A friend of mine from our Student Government Association once told me of an experience on campus that puzzled her. She tried to get through what's widely known as the mall area, but it was blocked due to performances from Greek chapters who view this same mall area as "the yard."
I explained to her that Greeks were strutting, party-hopping and chanting. But before I could get to her, she asked someone close-by what the commotion was. Why was it so intriguing that she couldn't even get through to see what it was?
The stranger told her it was militant Black men - they may have been equally clueless at the moment.
Just a few days earlier, my friend from SGA texted me saying The Houstonian should do an investigate report on the blatant segregation in the mall area. Even though students seem to enjoy themselves on campus, mingling diversely and respectively, it's not hard to identify the segregated groupings.
White fraternities hang out next to their letters, on the side closest to the library. Black students are trademarked right in front of the Pawprint area (where the stepping normally takes place).
The wall that surrounds the Smith-Hudson business building is evenly shared, but most areas are still flooded with Black students.

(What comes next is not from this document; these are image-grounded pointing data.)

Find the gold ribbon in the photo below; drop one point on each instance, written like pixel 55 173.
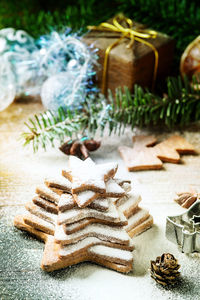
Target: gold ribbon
pixel 135 34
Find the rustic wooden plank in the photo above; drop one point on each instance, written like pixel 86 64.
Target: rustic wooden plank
pixel 21 171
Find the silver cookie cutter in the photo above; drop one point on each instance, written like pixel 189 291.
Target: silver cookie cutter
pixel 184 229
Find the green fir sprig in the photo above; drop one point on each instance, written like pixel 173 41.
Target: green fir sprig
pixel 180 106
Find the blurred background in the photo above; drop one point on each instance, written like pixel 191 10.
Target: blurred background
pixel 179 19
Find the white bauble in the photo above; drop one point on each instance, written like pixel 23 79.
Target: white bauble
pixel 61 90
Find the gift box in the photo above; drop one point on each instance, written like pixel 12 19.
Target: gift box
pixel 131 59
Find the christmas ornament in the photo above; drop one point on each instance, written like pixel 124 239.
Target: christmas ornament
pixel 62 60
pixel 190 60
pixel 165 269
pixel 72 62
pixel 186 199
pixel 80 148
pixel 184 229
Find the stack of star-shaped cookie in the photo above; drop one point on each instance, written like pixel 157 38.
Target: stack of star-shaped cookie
pixel 84 216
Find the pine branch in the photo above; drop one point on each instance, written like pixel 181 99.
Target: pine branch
pixel 180 106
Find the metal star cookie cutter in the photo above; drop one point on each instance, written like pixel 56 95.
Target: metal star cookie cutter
pixel 184 229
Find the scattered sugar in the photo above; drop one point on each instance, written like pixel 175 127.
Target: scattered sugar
pixel 109 252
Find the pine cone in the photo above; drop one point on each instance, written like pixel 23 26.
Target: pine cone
pixel 186 199
pixel 80 148
pixel 165 269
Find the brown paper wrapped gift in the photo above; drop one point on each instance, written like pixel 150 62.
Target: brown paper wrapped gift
pixel 127 66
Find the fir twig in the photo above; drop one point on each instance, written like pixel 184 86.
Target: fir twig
pixel 180 106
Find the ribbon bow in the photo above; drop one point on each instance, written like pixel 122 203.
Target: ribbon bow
pixel 130 32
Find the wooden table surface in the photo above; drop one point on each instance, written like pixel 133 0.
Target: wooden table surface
pixel 20 255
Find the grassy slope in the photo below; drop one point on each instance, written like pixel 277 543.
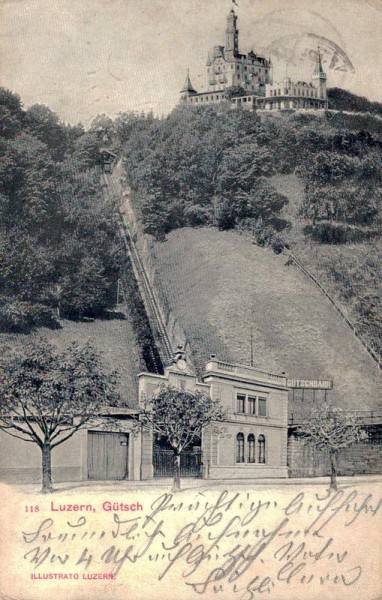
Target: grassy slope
pixel 219 285
pixel 113 337
pixel 358 265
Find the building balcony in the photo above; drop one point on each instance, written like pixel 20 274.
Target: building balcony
pixel 243 372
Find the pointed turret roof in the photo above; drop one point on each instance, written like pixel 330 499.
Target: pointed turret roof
pixel 188 87
pixel 319 68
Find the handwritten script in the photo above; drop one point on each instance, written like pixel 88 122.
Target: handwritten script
pixel 244 544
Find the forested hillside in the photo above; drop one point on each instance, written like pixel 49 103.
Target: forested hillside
pixel 223 168
pixel 57 239
pixel 206 167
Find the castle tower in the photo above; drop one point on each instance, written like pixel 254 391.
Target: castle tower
pixel 319 78
pixel 231 35
pixel 187 89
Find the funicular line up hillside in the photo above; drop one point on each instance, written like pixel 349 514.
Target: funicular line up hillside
pixel 371 418
pixel 162 341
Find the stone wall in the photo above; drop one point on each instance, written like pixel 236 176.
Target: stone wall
pixel 362 458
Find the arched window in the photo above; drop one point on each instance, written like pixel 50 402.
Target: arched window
pixel 240 447
pixel 261 442
pixel 251 448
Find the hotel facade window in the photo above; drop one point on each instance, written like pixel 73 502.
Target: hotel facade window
pixel 251 404
pixel 261 444
pixel 262 407
pixel 240 447
pixel 241 403
pixel 251 448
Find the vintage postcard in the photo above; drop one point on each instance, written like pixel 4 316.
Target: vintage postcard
pixel 190 299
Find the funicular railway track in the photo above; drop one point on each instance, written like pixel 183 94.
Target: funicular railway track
pixel 158 327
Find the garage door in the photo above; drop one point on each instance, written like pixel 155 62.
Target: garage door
pixel 108 455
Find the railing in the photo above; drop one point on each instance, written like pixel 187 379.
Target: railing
pixel 370 417
pixel 372 353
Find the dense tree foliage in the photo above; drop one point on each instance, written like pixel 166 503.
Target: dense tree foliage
pixel 330 429
pixel 202 167
pixel 46 396
pixel 180 417
pixel 346 101
pixel 57 240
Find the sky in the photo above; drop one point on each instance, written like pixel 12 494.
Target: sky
pixel 87 57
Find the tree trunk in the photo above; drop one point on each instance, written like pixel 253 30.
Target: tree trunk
pixel 176 482
pixel 46 469
pixel 333 471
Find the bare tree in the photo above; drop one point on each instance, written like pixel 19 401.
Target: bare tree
pixel 46 397
pixel 334 430
pixel 180 416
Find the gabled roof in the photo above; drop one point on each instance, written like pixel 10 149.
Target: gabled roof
pixel 188 87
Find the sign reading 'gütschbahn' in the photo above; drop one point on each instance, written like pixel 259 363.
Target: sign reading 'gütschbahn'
pixel 313 384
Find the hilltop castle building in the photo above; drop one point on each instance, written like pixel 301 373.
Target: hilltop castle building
pixel 246 80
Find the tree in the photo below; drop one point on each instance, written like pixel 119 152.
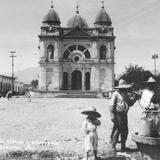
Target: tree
pixel 135 74
pixel 34 83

My theory on this has nothing to do with real segregation or racism. I don't even think it's important to question whether or not students from different cultures are blatantly segregating themselves.
What's essential here is to consider how differently the "mall area" is viewed in the Black student community. It's "the yard" - much more intimate in than a mall or courtyard. It's like the backyard, or front yard.
Everyone is out there socializing, somewhat posing for the crowd, but Black Greeks dare to block off the walkway and say, "Walk around the yard today, it's about to go down. Come see what's happening if you're interested."
"The yard" has some level of privacy tied to it - the "mall area" is a public stop.